兄さん、ウィンリィも満更じゃなさそうだよ、今度会ったら思いっきりからかってあげよう。
「ならそっちのアルフォンス君にはいい人いないのかい?よければうちの娘を貰ってほしいねぇ、あんたみたいな子が息子だったらどんだけうれしいか」
食堂で炊き出しを作ってたおばちゃんが僕に話しかけてくる。実は僕って結構モテるんだよね、こんな姿だけど手伝ううちに女の人にも声を掛けられて頼られるようになってきてるし、元の体に戻れたら彼女も作れるかな。兄さんに負けてられないよ!
「だめだめ、アル君にはマーゴットさんって美人の彼女さんがいるんだから、アル君も中々やるな」
えぇ~!?なんですかその初耳の情報は!誰だよそんなこと言いふらす奴は!
「あのね、アル。ちょっと言いにくいんだけど、実はね」
ウィンリィがこそっと耳元で話してくれた。

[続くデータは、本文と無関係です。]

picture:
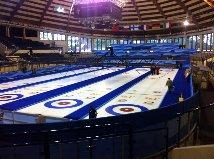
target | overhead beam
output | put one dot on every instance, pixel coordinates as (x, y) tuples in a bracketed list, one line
[(18, 6), (185, 8), (137, 10), (45, 11), (157, 5)]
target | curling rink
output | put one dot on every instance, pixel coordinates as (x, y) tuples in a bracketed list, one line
[(112, 91)]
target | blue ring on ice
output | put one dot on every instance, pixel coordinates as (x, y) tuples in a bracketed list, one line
[(111, 111), (50, 103), (16, 96)]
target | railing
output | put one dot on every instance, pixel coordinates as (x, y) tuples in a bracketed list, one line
[(131, 136)]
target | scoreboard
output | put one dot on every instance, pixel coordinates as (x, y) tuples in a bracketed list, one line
[(101, 9)]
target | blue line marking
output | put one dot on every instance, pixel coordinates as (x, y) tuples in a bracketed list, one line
[(111, 111), (50, 80), (82, 112), (25, 102), (63, 102)]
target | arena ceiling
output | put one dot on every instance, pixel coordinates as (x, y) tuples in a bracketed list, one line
[(43, 12)]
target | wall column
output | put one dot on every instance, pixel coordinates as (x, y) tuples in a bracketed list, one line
[(24, 34), (201, 43), (213, 39), (8, 31)]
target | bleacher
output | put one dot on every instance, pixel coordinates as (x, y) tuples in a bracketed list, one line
[(133, 50), (17, 75)]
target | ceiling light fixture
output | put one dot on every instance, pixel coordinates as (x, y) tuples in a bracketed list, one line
[(186, 23)]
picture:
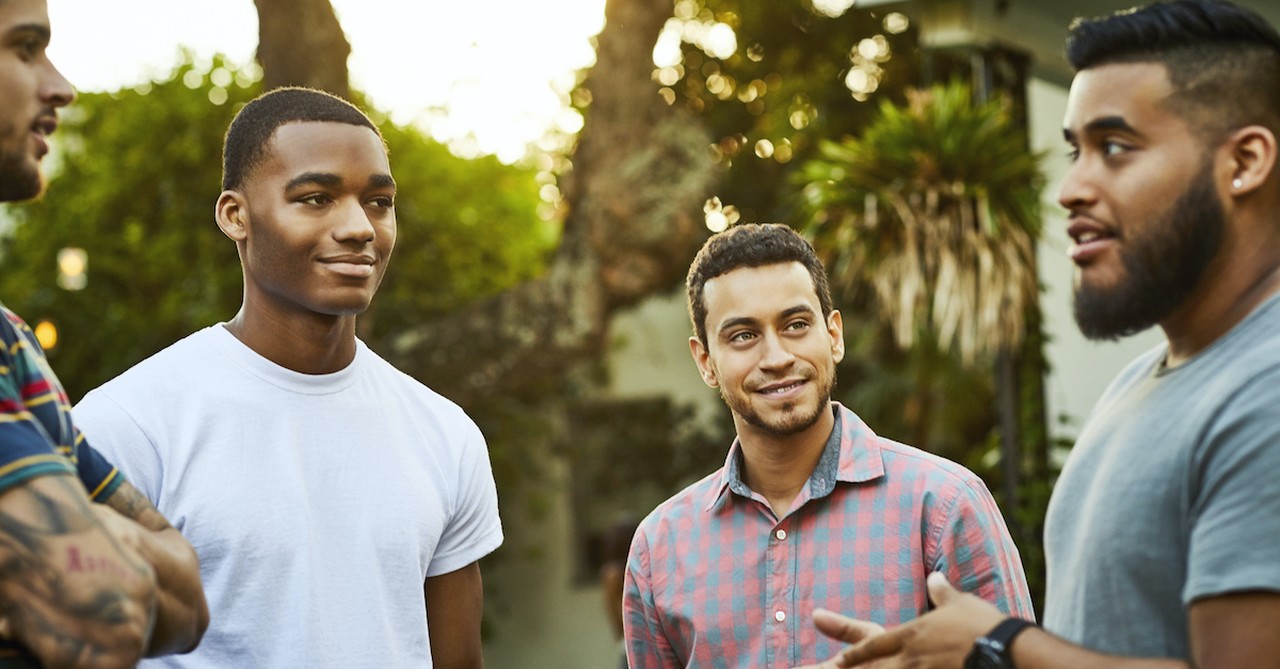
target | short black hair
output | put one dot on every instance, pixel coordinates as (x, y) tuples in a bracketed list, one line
[(1223, 59), (254, 125), (750, 246)]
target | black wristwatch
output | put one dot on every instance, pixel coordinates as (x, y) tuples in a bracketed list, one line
[(991, 650)]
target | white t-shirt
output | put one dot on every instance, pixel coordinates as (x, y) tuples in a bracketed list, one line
[(318, 504)]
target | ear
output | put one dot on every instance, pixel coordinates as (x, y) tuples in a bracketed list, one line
[(703, 360), (1253, 159), (232, 215), (836, 329)]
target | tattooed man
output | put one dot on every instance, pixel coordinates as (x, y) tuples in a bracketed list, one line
[(90, 573)]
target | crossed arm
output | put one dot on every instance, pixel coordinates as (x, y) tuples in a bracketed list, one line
[(455, 603), (182, 613), (71, 591), (1228, 631)]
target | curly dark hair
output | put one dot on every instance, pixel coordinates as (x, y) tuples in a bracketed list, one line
[(1223, 59), (252, 128), (750, 246)]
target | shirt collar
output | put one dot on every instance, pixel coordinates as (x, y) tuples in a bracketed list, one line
[(851, 456)]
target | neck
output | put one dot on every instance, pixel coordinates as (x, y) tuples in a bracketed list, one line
[(1239, 280), (307, 344), (778, 467)]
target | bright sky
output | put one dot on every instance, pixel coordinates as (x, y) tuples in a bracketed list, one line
[(496, 65)]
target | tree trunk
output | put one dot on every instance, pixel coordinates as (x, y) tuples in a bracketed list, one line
[(641, 173), (300, 42)]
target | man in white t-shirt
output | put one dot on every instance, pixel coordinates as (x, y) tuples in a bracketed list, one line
[(338, 507)]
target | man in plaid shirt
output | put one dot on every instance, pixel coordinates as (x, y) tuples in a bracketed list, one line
[(812, 508)]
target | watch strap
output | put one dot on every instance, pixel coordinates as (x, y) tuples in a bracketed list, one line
[(1002, 635)]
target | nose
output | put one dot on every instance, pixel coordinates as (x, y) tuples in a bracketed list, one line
[(353, 224), (1078, 187), (55, 90)]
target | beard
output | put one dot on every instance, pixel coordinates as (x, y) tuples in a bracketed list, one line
[(1162, 266), (19, 177), (794, 418)]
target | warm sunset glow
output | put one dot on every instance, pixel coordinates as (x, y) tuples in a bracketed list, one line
[(484, 77)]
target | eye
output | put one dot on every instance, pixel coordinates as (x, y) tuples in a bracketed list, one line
[(315, 198), (1111, 147)]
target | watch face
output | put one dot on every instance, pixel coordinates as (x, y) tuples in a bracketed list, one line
[(983, 656)]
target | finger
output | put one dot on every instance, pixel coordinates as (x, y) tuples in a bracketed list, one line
[(872, 649), (842, 627), (940, 589)]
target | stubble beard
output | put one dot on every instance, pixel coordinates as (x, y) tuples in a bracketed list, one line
[(789, 422), (1161, 267), (18, 178)]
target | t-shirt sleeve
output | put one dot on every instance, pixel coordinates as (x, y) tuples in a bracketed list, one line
[(114, 436), (1235, 498), (100, 477), (26, 448), (976, 553), (474, 528)]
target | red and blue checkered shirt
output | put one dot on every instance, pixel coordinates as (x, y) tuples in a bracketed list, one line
[(716, 580)]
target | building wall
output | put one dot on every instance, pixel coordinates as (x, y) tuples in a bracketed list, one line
[(540, 618)]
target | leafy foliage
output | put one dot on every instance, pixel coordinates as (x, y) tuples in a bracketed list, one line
[(936, 207), (784, 88)]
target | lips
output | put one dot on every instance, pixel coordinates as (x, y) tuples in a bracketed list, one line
[(782, 388), (356, 266), (40, 131), (1091, 239)]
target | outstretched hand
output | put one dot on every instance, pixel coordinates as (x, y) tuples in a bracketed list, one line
[(937, 640)]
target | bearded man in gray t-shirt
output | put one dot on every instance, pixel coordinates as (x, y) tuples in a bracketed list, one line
[(1162, 536)]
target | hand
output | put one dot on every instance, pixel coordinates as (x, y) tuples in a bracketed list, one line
[(842, 628), (937, 640), (72, 592)]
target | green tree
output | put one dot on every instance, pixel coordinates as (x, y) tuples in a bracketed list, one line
[(933, 212)]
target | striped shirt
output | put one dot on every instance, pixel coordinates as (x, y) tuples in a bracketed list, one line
[(37, 436), (716, 580)]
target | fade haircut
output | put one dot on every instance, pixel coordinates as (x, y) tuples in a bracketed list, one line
[(254, 125), (1223, 59), (750, 246)]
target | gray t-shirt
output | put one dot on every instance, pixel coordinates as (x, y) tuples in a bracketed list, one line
[(1170, 495)]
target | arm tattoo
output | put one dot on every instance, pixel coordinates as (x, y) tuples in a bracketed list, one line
[(39, 555)]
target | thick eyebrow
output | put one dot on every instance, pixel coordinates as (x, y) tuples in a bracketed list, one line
[(329, 179), (745, 320), (1102, 124), (39, 30), (314, 178)]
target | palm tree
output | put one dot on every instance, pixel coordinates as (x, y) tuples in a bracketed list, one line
[(935, 211)]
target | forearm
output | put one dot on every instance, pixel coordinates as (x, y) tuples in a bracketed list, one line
[(182, 613), (69, 591)]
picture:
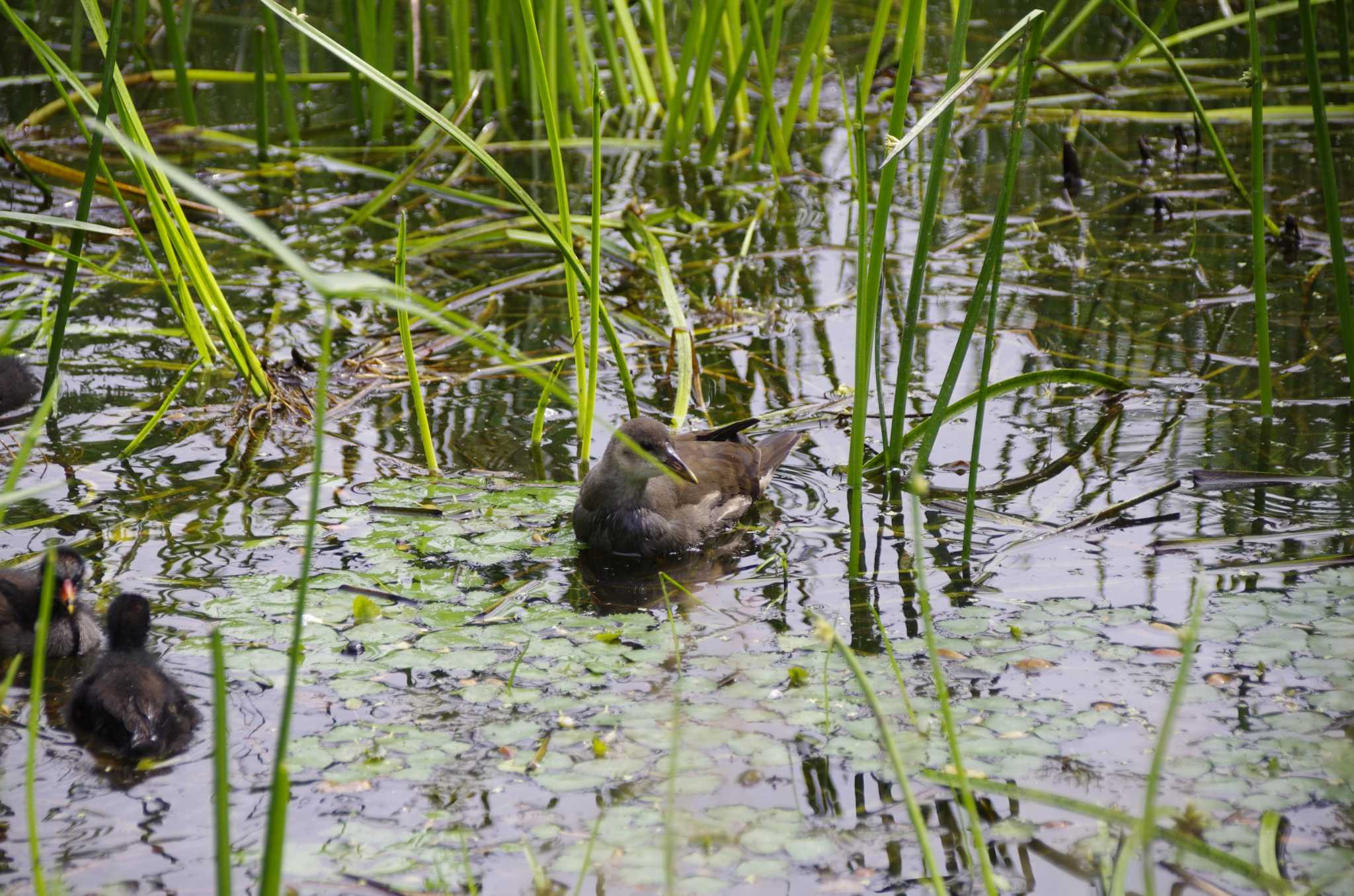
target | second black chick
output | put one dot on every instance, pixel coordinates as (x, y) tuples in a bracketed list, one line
[(17, 383), (128, 706), (72, 628)]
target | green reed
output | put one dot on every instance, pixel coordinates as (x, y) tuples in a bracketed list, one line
[(829, 635), (931, 202), (19, 459), (270, 872), (289, 108), (408, 344), (947, 715), (1258, 214), (219, 764), (594, 281), (37, 673), (260, 94), (1330, 188), (68, 279), (178, 59), (550, 103), (869, 275)]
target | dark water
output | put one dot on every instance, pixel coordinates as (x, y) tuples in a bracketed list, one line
[(416, 759)]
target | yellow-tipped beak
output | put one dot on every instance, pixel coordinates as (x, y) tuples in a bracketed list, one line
[(673, 462)]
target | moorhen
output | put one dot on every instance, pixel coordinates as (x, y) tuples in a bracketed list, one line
[(126, 706), (17, 383), (629, 507), (69, 632)]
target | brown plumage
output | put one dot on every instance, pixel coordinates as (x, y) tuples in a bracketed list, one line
[(629, 507), (72, 628), (126, 704)]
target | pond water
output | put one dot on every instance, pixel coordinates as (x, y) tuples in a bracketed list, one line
[(568, 730)]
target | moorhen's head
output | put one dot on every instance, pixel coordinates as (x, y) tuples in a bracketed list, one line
[(129, 622), (68, 576), (651, 436)]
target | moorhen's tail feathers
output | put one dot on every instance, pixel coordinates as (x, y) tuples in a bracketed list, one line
[(774, 451), (729, 432)]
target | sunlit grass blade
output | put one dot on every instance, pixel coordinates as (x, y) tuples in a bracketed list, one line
[(767, 73), (1258, 285), (1330, 190), (1215, 143), (947, 715), (1063, 375), (463, 140), (289, 108), (411, 363), (925, 225), (557, 165), (19, 459), (682, 330), (177, 57), (589, 402), (160, 412), (828, 634), (952, 94), (270, 872), (221, 764), (37, 677), (68, 281)]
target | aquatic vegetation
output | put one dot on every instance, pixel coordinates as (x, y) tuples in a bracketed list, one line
[(332, 408)]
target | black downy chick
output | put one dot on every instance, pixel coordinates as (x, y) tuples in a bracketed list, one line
[(72, 628), (126, 704)]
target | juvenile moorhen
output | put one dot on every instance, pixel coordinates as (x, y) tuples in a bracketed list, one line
[(629, 507), (126, 704), (72, 628), (17, 383)]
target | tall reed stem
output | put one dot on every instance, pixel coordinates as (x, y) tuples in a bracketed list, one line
[(408, 344), (37, 675), (1330, 190), (270, 876), (221, 764), (68, 278), (1258, 215)]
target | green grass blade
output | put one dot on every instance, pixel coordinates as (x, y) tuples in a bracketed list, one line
[(408, 344), (1199, 108), (463, 140), (270, 874), (947, 715), (30, 437), (68, 279), (931, 202), (767, 73), (219, 764), (160, 412), (1258, 215), (951, 95), (177, 56), (557, 164), (828, 634), (1330, 190), (682, 330), (1062, 375), (289, 108), (37, 677), (594, 282), (635, 53)]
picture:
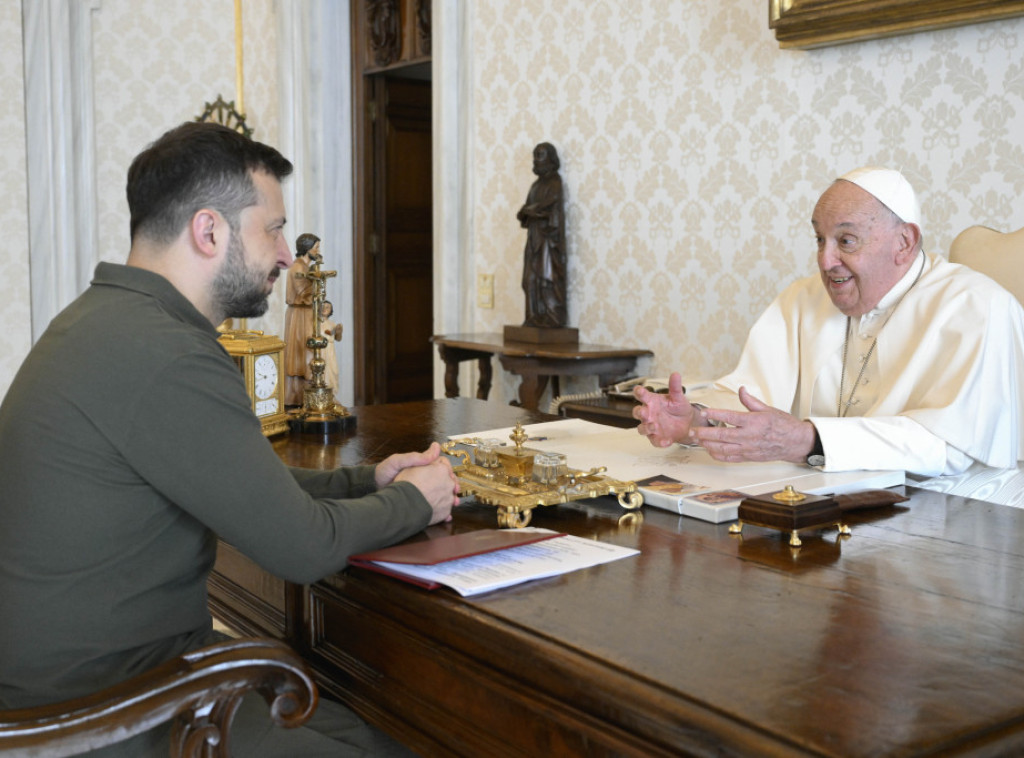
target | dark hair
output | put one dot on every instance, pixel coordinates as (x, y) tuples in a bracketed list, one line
[(193, 166), (552, 154)]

なんでもマーゴットことバリーもすごく男の人に人気があるみたいで、結構声を掛けられるらしい、しかも食事が出来ないのに差し入れをもらったり食事に誘われたりで困ってたから、すでに彼氏がいるってことで防波堤を作ったらしい。それはわかるけどなんで僕が!
「こっちの事情も知ってて、彼氏の振りをしてくれる人なんていないでしょ。それにホーエンハイムさんが、息子が彼女を連れてきたってみんなに話すもんだからみんなそうだと思ってるわよ」
「えぇ!?なんでそんなことに、そんな話父さんもバリーも一言も言ってなかったじゃないか」
「なんかね、そのほうが面白そうだからってバリーが……それにホーエンハイムさんもお世話になった礼が出来るなら息子を盾に使ってくださいって乗り気みたいで、私たちには口裏合わせよろしくって頼んできたわよ」
よし、後で父さんを殴ろう。兄さんも殴るんだろうけど、僕の方が一足先に殴らせてもらうことにするよ。
アル君彼女?ゲット回
こんな風に書いてますが別にバリーはヒロインになりません。最終的にはメイと結ばれます。